He was perhaps not consciously thinking of going there, but a few minutes more of wandering about brought him to the edge of the traders’ compound, an area of hard-packed earth where the wagons were drawn up between long ranks of stable sheds and auction sheds and permanent shelter houses for the men. Len hung around here a good bit. Partly his work for Dulinsky required him to, but there was more to it than that. There was all the gossip and excitement of the roads, and sometimes there was even news of Piper’s Run, and there was the never-ending hope that someday he would hear the word he had been waiting all these years to hear. He never had. He had never even seen a familiar face, Hostetter’s face in particular and that was odd because he knew that Hostetter went South in the winter season and therefore would have to cross the river somewhere. Len had been at all the ferry points, but Hostetter had not appeared. He had often wondered if Hostetter had gone back to Bartorstown, or if something had happened to him and he was dead.

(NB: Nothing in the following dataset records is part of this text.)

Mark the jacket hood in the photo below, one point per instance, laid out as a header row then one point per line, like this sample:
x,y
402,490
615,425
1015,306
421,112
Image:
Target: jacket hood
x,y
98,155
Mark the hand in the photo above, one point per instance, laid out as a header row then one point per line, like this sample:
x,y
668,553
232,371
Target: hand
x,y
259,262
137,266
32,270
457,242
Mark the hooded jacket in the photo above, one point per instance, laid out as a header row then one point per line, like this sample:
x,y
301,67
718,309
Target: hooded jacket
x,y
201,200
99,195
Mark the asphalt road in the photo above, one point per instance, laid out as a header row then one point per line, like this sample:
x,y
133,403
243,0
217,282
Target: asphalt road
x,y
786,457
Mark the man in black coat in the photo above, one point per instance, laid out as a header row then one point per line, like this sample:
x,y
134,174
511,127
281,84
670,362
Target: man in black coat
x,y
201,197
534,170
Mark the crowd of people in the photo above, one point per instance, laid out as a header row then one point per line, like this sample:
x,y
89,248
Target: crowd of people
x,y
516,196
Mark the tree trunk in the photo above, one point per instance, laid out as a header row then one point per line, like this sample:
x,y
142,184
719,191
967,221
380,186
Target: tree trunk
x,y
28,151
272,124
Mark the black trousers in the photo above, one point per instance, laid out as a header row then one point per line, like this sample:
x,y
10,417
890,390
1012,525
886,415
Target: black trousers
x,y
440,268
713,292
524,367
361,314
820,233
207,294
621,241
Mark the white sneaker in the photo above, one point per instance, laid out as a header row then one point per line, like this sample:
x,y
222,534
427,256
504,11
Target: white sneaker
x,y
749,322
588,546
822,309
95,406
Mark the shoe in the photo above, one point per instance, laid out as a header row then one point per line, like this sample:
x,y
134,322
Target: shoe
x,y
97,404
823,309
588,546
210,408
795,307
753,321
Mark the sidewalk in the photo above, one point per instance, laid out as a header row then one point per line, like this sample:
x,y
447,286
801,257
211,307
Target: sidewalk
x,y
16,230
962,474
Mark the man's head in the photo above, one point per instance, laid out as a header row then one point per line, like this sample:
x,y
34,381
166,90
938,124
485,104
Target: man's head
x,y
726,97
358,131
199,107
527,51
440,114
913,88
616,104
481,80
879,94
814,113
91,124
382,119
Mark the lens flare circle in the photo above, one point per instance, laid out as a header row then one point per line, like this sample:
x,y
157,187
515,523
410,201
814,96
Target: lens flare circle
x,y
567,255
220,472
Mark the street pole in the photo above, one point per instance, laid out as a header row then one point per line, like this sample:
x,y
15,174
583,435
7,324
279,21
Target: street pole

The area was quiet now, for no business was done on the Sabbath, and the men were sitting and talking in the shade, or off somewhere to afternoon prayer meeting. Len knew most of them at least by sight, and they knew him. He joined them, glad of some talk to get his mind off his problems for a while. Some of them were New Mennonites. Len always felt shy around them, and a little unhappy, because they brought back to him many things he would just as soon not think about. He had never let on that he had once been one of them.
They talked awhile. The shadows got longer and a cool breeze came up off the river. There began to be a smell of wood smoke and cooking food, and it occurred to Len that he did not have any place to eat supper. He asked if he could stay.
“Of course, and welcome,” said a New Mennonite named Fisher. “Tell you what, Len, if you was to go and get some more wood off the big pile it would help.”
Len took the barrow and trundled off across to the edge of the compound where the great wood stack was. He had to pass along beside the stable sheds to do this. He filled the barrow with firewood and turned back again. When he reached a certain point beside the stables, the lines of wagons hid him from the shelter houses and the men, who were now all getting busy around the fires. It was dark inside the stables. A sweet warm smell of horse came out of them, and a sound of munching.
A voice came out of them, too. It said his name.
“Len Colter.”
Len stopped. It was a hushed and hurried voice, very sharp, insistent. He looked around, but he could not see anything.
“Don’t look for me unless you want to get us both in trouble,” said the voice. “Just listen. I have a message for you, from a friend. He says to tell you that you’ll never find what you’re looking for. He says go home to Piper’s Run and make your peace. He says—”
“Hostetter,” Len whispered. “Are you Hostetter?”
“—get out of Refuge. There will be a bath of fire, and you’ll get burned in it. Get out, Len. Go home. Now walk on, as though nothing had happened.”
Len started to walk. But he said, into the dark of the stables, in a whispered cry of wild triumph, “You know there’s only one place I want to go! If you want me to leave Refuge, you’ll have to take me there.”
And the voice answered, on a fading sigh, “Remember the night of the preaching. You may not always be saved.”
10
Two weeks later, the frame of the new warehouse had taken shape and men were starting to work on the roof. Len worked where he was told to, now on the construction gang and now in the office when the papers got stacked too high. He did this in a state of tense excitement, going through a lot of the motions automatically while his mind was on other things. He was like a man waiting for an explosion to happen.
He had moved his sleeping quarters to a hut in the traders’ section, leaving Esau in full possession of Dulinsky’s loft. He spent every spare minute there, quite forgetting Amity, forgetting everything but the hope that now, any minute, after all these years, things would break for him the way he wanted them to. He went over and over in his mind every word the voice had said. He heard them in his light uneasy sleep. And he would not have left Refuge and Dulinsky now for any reason under the sun.